Carolanne Sanders

Hometown: Plano, TX

high school: Plano Senior HS

college: Vanderbilt University

MAJOR: Anthropology

Words, actions, and musical notes. It is through a perfect blend of these three forms of self-expression that Carolanne recounts her life. Growing up as an African American in one of the country’s most affluent, predominantly white suburbs, Carolanne gained recognition among her peers as the “smart black girl,” an epithet that glorified the social and educational schisms that are still apparent in the city today. As a result, she focused her energy on finding a true sense of place within the Plano community and stumbled upon the incredible, connective power of literature and music in the process. Her dearest memories are of her mother, Vanessa, who loved to read to her before bed when she was little and encouraged every dance class, cello lesson, and trip to summer camp even though their family frequently couldn’t afford them.

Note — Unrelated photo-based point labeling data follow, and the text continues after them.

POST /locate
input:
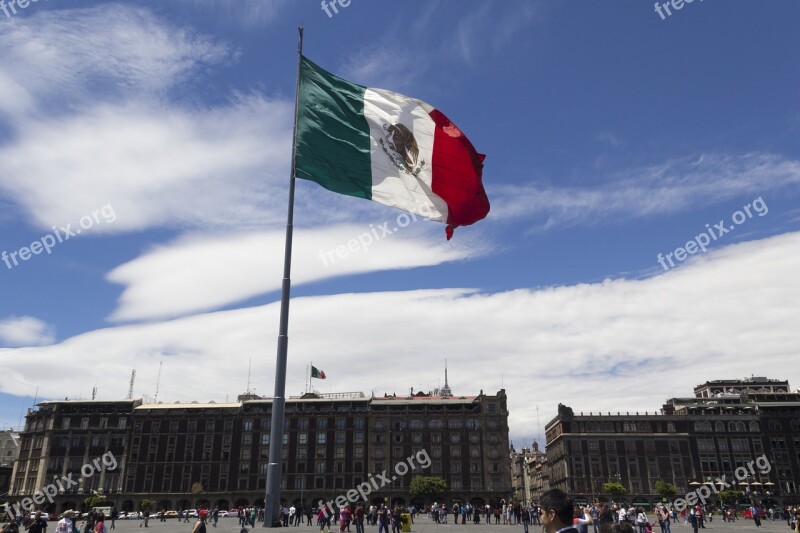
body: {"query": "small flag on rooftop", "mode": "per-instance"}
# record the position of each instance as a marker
(317, 373)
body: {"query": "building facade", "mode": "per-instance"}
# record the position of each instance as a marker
(525, 467)
(202, 455)
(690, 442)
(9, 447)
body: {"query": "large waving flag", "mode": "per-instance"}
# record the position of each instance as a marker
(386, 147)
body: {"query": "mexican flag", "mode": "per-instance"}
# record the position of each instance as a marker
(383, 146)
(317, 373)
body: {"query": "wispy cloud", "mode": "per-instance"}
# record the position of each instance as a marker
(613, 335)
(54, 60)
(25, 331)
(672, 187)
(203, 272)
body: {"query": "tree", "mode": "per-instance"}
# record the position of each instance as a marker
(616, 490)
(666, 490)
(730, 496)
(95, 501)
(428, 488)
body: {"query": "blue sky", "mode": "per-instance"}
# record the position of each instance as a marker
(163, 131)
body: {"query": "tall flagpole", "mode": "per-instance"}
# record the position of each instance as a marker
(272, 500)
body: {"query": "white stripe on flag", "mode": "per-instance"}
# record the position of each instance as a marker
(390, 185)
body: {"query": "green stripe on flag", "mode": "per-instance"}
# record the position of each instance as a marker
(333, 143)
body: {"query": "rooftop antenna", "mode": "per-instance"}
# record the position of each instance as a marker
(538, 423)
(249, 366)
(445, 392)
(158, 381)
(130, 388)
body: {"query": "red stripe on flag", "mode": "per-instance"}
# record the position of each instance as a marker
(457, 174)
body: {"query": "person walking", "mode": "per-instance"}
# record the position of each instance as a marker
(383, 519)
(526, 520)
(200, 525)
(100, 525)
(557, 512)
(324, 519)
(641, 519)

At a very young age, Carolanne came to the conclusion that she would not be defined by demographics or physical appearance but by her individual choices and actions. Carolanne would go on to excel in both extracurricular and academic fields, ensuring that she give back to the community through involvement in groups such as Peer Mediators, an organization of teenagers selected by school administration to help equip their fellow students with skills for successful conflict resolution. Carolanne helped establish her high school’s official chapter of Model United Nations and currently resides as delegate for the United Kingdom. And when she’s not burying her head in classic literature—epic poetry is her favorite genre, Dante Alighieri her favorite poet—or in rehearsal, you can often find her out interacting with various residents of the city and striving to improve intercommunity relations.

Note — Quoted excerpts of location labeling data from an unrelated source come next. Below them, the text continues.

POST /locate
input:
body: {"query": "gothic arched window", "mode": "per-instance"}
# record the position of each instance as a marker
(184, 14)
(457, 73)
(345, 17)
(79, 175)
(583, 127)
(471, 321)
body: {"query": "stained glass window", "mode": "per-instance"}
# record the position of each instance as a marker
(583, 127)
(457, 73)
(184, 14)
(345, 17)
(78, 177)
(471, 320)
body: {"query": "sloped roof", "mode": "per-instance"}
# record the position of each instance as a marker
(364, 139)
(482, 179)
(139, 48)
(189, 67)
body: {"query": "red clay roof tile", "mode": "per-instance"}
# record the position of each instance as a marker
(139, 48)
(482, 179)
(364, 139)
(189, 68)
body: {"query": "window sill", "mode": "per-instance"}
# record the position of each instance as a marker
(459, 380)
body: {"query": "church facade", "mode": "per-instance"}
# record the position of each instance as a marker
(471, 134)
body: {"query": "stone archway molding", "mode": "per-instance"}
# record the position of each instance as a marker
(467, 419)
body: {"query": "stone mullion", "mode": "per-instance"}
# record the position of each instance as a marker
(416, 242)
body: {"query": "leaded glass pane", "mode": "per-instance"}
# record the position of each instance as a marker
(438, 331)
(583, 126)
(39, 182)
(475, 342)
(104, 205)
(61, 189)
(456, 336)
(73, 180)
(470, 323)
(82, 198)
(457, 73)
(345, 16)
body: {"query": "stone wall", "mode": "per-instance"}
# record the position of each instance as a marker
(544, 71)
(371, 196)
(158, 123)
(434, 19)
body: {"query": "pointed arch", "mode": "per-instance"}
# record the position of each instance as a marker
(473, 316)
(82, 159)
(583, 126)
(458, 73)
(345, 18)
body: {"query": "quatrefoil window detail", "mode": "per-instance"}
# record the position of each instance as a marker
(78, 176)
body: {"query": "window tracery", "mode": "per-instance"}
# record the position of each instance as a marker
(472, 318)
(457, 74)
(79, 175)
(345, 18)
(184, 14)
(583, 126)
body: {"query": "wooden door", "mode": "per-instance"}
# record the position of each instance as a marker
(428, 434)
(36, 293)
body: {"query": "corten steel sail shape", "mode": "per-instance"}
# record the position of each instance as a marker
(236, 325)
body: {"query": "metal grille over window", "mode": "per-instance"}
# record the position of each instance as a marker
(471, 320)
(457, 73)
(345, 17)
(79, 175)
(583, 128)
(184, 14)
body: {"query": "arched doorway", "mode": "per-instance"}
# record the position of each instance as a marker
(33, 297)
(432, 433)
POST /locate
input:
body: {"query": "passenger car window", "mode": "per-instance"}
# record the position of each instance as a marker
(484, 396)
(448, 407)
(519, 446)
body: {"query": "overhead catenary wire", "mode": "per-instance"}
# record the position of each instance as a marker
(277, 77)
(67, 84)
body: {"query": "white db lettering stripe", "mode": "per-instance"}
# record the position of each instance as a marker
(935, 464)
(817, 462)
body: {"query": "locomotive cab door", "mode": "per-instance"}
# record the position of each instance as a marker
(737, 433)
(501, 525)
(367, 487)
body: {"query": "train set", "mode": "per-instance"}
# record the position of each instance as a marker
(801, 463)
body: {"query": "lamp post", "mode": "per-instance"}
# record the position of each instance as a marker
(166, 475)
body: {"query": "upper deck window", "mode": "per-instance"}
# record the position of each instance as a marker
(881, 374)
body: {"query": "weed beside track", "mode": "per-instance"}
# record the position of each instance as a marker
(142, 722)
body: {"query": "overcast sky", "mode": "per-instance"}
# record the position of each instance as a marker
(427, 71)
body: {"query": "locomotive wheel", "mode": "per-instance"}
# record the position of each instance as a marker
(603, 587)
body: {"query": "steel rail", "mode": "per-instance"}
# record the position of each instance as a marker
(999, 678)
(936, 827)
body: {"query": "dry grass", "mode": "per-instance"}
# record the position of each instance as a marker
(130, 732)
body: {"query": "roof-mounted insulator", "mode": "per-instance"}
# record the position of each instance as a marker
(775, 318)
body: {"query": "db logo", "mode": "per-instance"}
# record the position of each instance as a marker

An accomplished musician, Carolanne began her musical instruction on the piano and shifted her focus to the cello when she was twelve. She hopes to study cello performance and literature as a dual degree student in college and mentors aspiring young musicians through private instruction. All the while, she continues to take private lessons of her own and maintains membership in three competitive youth orchestras, leading the section as principal cellist in two of them. Carolanne serves on the Dallas Symphony Orchestra Teen Council, an advisory board for the major orchestra that aims to expand teen exposure to and involvement in classical music throughout the Dallas-Fort Worth metroplex, and has even been featured in the introduction of The Music in Me, a nationally aired HBO documentary series on young musicians.

Carolanne hopes to translate her love of music and literature into a career as a professor of literature or an orchestral musician. “Words and musical notes have a sort of timeless, intangible beauty that you can’t find anywhere else,” she says. “I just want to be able to let people love them the way I do.”